I recommend sitting on the prior version until upstream fixes their
mistake.

regards, tom lane

Tom Lane wrote:
> Dave Page <dpage(at)postgresql(dot)org> writes:
>
>> The server doesn't seem to be affected, but the attached patch fixes the
>> problem for the client apps. Unfortunately it must be included in the
>> app itself, and not libpq.
>>
>
> This is pretty much in the category of "they've got to be kidding".
> I recommend sitting on the prior version until upstream fixes their
> mistake.
>
>
>

That was my reaction.

cheers

andrew

Tom Lane wrote:
> Dave Page <dpage(at)postgresql(dot)org> writes:
>> The server doesn't seem to be affected, but the attached patch fixes the
>> problem for the client apps. Unfortunately it must be included in the
>> app itself, and not libpq.
>
> This is pretty much in the category of "they've got to be kidding".

Agreed. Unless I've completely missed the point this does seem *really*
dumb.

> I recommend sitting on the prior version until upstream fixes their
> mistake.

Unfortunately from what I've seen it doesn't look like thats on their
agenda... and this has been around in release versions now since July 2005.

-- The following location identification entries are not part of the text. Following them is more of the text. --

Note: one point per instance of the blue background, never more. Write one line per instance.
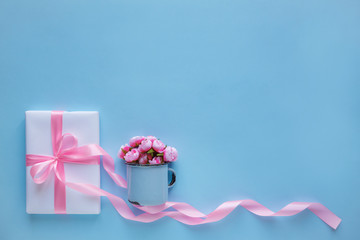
(261, 99)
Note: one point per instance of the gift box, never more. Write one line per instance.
(40, 198)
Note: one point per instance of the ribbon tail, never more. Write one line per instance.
(60, 190)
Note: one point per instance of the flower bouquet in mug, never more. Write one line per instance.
(147, 161)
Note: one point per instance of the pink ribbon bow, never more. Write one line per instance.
(65, 150)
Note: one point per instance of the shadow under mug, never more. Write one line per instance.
(148, 184)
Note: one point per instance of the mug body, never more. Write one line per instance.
(147, 184)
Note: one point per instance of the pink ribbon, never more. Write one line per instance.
(66, 150)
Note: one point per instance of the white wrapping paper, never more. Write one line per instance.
(40, 197)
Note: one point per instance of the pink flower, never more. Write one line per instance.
(145, 145)
(170, 154)
(155, 160)
(123, 150)
(135, 141)
(158, 146)
(143, 158)
(132, 156)
(151, 138)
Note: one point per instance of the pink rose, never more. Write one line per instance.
(155, 160)
(132, 156)
(145, 145)
(135, 141)
(143, 158)
(123, 150)
(158, 146)
(151, 138)
(170, 154)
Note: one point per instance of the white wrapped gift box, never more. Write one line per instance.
(40, 197)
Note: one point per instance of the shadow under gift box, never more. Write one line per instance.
(148, 184)
(40, 197)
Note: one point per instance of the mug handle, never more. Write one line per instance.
(173, 178)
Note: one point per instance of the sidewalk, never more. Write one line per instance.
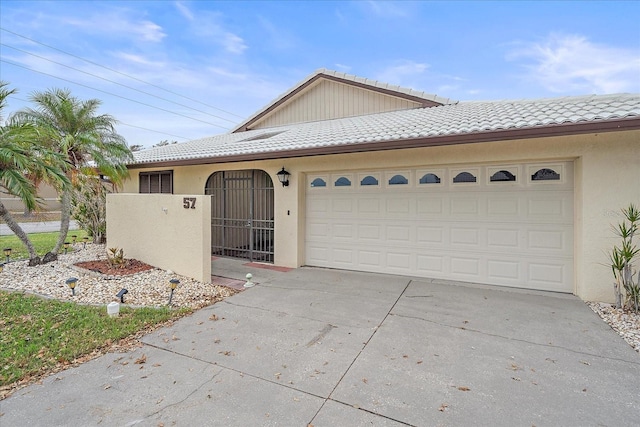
(325, 347)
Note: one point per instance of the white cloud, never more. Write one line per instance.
(233, 43)
(184, 11)
(403, 73)
(572, 63)
(117, 24)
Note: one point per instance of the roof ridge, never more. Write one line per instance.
(338, 75)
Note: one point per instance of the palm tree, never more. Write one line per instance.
(22, 165)
(88, 141)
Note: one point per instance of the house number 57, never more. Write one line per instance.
(189, 202)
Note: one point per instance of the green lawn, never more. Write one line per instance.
(43, 242)
(36, 335)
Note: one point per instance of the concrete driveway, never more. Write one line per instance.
(335, 348)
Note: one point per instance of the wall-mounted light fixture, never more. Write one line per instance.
(173, 284)
(71, 282)
(283, 177)
(121, 294)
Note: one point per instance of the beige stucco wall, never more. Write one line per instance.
(157, 229)
(607, 178)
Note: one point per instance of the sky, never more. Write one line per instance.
(182, 70)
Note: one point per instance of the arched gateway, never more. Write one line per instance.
(241, 214)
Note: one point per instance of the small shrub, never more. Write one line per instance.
(622, 260)
(116, 259)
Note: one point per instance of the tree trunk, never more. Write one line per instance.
(65, 217)
(34, 259)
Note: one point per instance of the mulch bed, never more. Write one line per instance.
(130, 266)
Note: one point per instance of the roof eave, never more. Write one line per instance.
(565, 129)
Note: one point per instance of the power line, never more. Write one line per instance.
(122, 123)
(121, 73)
(151, 130)
(112, 94)
(114, 82)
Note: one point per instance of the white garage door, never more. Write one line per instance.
(506, 225)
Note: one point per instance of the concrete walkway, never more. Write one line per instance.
(335, 348)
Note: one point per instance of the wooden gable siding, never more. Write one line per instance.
(327, 99)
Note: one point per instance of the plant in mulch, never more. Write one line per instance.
(116, 259)
(622, 260)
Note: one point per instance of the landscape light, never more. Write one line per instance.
(249, 283)
(173, 284)
(121, 294)
(71, 282)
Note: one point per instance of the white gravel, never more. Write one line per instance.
(625, 323)
(151, 288)
(148, 288)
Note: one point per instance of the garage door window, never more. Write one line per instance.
(464, 177)
(342, 182)
(545, 174)
(369, 180)
(318, 182)
(398, 180)
(430, 178)
(502, 176)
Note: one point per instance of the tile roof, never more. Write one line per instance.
(457, 120)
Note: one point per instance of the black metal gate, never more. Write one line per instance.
(241, 214)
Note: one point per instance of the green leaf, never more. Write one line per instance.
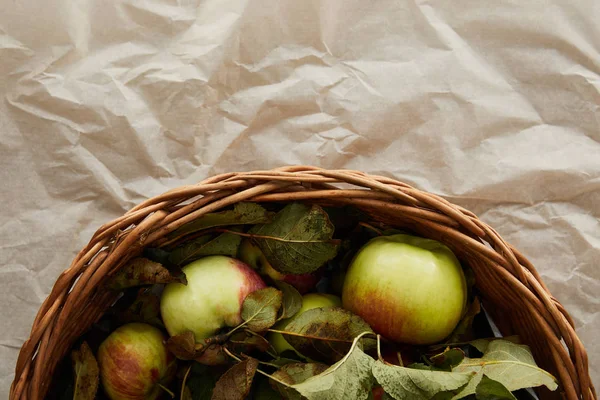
(242, 214)
(235, 384)
(349, 378)
(326, 334)
(260, 309)
(264, 391)
(407, 383)
(298, 240)
(489, 389)
(86, 373)
(141, 271)
(510, 364)
(448, 359)
(292, 300)
(224, 244)
(298, 372)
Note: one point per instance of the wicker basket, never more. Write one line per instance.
(512, 289)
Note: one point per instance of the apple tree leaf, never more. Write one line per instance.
(264, 391)
(326, 334)
(260, 308)
(349, 378)
(235, 384)
(242, 214)
(298, 240)
(183, 345)
(489, 389)
(224, 244)
(418, 384)
(298, 372)
(141, 271)
(248, 341)
(448, 359)
(292, 300)
(510, 364)
(86, 373)
(201, 382)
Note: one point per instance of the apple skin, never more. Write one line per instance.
(309, 301)
(253, 256)
(212, 299)
(409, 289)
(133, 360)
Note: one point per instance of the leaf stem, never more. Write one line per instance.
(185, 380)
(310, 337)
(167, 390)
(255, 236)
(230, 354)
(371, 227)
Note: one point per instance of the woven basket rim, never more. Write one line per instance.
(503, 273)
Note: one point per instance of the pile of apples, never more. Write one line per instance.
(409, 289)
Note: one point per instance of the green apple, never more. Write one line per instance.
(408, 289)
(253, 256)
(133, 361)
(309, 301)
(212, 299)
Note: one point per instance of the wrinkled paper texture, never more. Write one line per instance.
(492, 104)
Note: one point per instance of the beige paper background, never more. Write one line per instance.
(492, 104)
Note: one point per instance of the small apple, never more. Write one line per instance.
(409, 289)
(309, 301)
(253, 256)
(133, 361)
(212, 298)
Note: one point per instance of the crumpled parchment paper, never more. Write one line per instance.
(492, 104)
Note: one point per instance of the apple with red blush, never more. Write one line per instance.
(134, 362)
(409, 289)
(212, 299)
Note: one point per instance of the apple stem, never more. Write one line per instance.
(236, 328)
(371, 227)
(399, 355)
(167, 390)
(230, 354)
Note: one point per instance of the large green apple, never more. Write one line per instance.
(212, 299)
(309, 301)
(133, 361)
(253, 256)
(408, 289)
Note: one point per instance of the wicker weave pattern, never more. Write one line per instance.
(513, 290)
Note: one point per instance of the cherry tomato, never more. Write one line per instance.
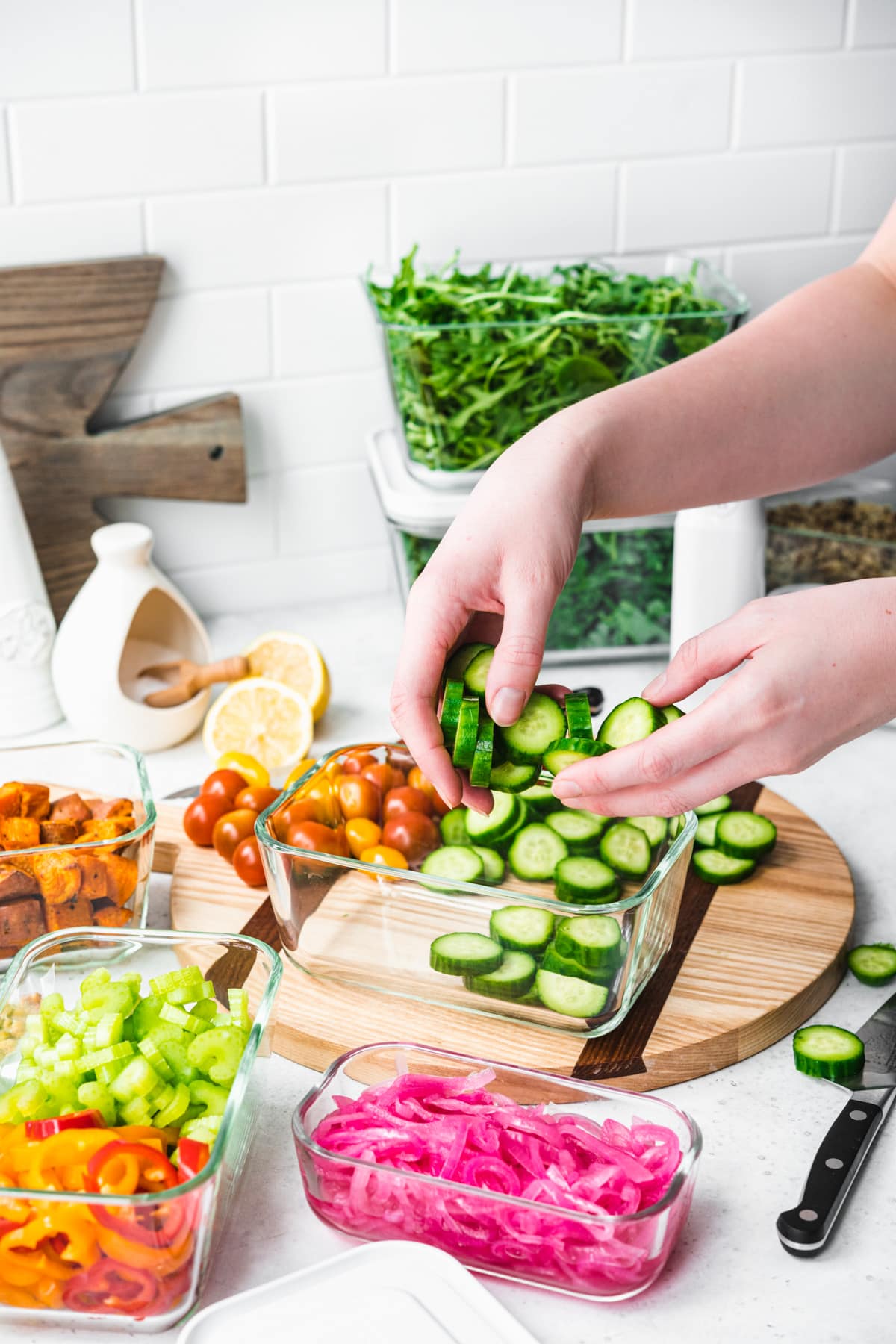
(413, 833)
(359, 797)
(385, 855)
(202, 815)
(361, 835)
(231, 830)
(257, 797)
(405, 800)
(253, 772)
(247, 862)
(225, 784)
(312, 835)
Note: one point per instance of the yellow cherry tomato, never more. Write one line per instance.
(361, 835)
(252, 771)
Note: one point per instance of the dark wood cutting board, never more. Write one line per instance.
(66, 334)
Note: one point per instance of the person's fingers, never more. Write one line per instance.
(704, 658)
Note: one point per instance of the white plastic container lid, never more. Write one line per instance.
(386, 1293)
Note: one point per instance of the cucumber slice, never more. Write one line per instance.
(655, 828)
(874, 964)
(450, 715)
(568, 995)
(593, 941)
(465, 953)
(514, 977)
(709, 809)
(721, 870)
(564, 752)
(561, 965)
(455, 862)
(585, 882)
(828, 1053)
(494, 865)
(481, 768)
(461, 659)
(508, 777)
(453, 827)
(521, 929)
(626, 850)
(578, 715)
(499, 823)
(535, 853)
(746, 835)
(539, 725)
(581, 830)
(629, 722)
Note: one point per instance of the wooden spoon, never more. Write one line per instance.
(187, 678)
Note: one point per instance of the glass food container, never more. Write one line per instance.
(371, 927)
(77, 850)
(156, 1275)
(618, 598)
(487, 367)
(585, 1254)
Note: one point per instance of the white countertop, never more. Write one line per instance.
(761, 1120)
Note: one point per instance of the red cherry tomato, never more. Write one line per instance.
(247, 862)
(223, 784)
(202, 815)
(231, 830)
(359, 797)
(257, 797)
(413, 835)
(405, 800)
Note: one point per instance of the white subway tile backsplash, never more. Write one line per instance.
(620, 112)
(326, 329)
(726, 199)
(121, 147)
(408, 125)
(31, 234)
(262, 237)
(729, 27)
(494, 34)
(57, 49)
(813, 100)
(235, 42)
(191, 339)
(867, 187)
(766, 275)
(551, 213)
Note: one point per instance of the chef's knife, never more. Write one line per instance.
(805, 1229)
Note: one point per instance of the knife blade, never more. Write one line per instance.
(806, 1229)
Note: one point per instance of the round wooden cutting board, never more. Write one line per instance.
(750, 962)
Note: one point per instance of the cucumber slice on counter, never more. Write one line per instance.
(874, 964)
(721, 870)
(521, 929)
(465, 953)
(536, 851)
(746, 835)
(626, 850)
(568, 995)
(828, 1053)
(629, 722)
(512, 979)
(541, 724)
(585, 882)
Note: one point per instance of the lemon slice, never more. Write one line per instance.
(294, 662)
(262, 717)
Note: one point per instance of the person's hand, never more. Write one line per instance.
(496, 576)
(818, 670)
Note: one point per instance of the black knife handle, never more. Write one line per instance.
(805, 1229)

I believe we just didn't notice it until now because the older Mingw
builds use the MSVC 6.0 runtimes which just happened to be compatible
with the OpenSSL binary builds (we're now using 8.0), in addition to
which there are relatively few people using client-side certs I'd wager.

/D

Dave Page wrote:
>
> I believe we just didn't notice it until now because the older Mingw
> builds use the MSVC 6.0 runtimes which just happened to be compatible
> with the OpenSSL binary builds (we're now using 8.0), in addition to
> which there are relatively few people using client-side certs I'd wager.
>
>

So SSL works without this wart if you don't have a client cert?

cheers

andrew

Andrew Dunstan wrote:
>
>
> Dave Page wrote:
>>
>> I believe we just didn't notice it until now because the older Mingw
>> builds use the MSVC 6.0 runtimes which just happened to be compatible
>> with the OpenSSL binary builds (we're now using 8.0), in addition to
>> which there are relatively few people using client-side certs I'd wager.
>>
>>
>
> So SSL works without this wart if you don't have a client cert?

Yep.

/D

Dave Page wrote:
> Andrew Dunstan wrote:
>>
>>
>> Dave Page wrote:
>>>
>>> I believe we just didn't notice it until now because the older Mingw
>>> builds use the MSVC 6.0 runtimes which just happened to be
>>> compatible with the OpenSSL binary builds (we're now using 8.0), in
>>> addition to which there are relatively few people using client-side
>>> certs I'd wager.
>>>
>>>
>>
>> So SSL works without this wart if you don't have a client cert?
>
> Yep.
>
>

Then I think I'd rather disable use of client certs for the offending
openssl versions in libpq, or let the apps die and refer the customers
to the openssl people to lobby them for a sane solution.

cheers

andrew

Andrew Dunstan wrote:
> Then I think I'd rather disable use of client certs for the offending
> openssl versions in libpq, or let the apps die and refer the customers
> to the openssl people to lobby them for a sane solution.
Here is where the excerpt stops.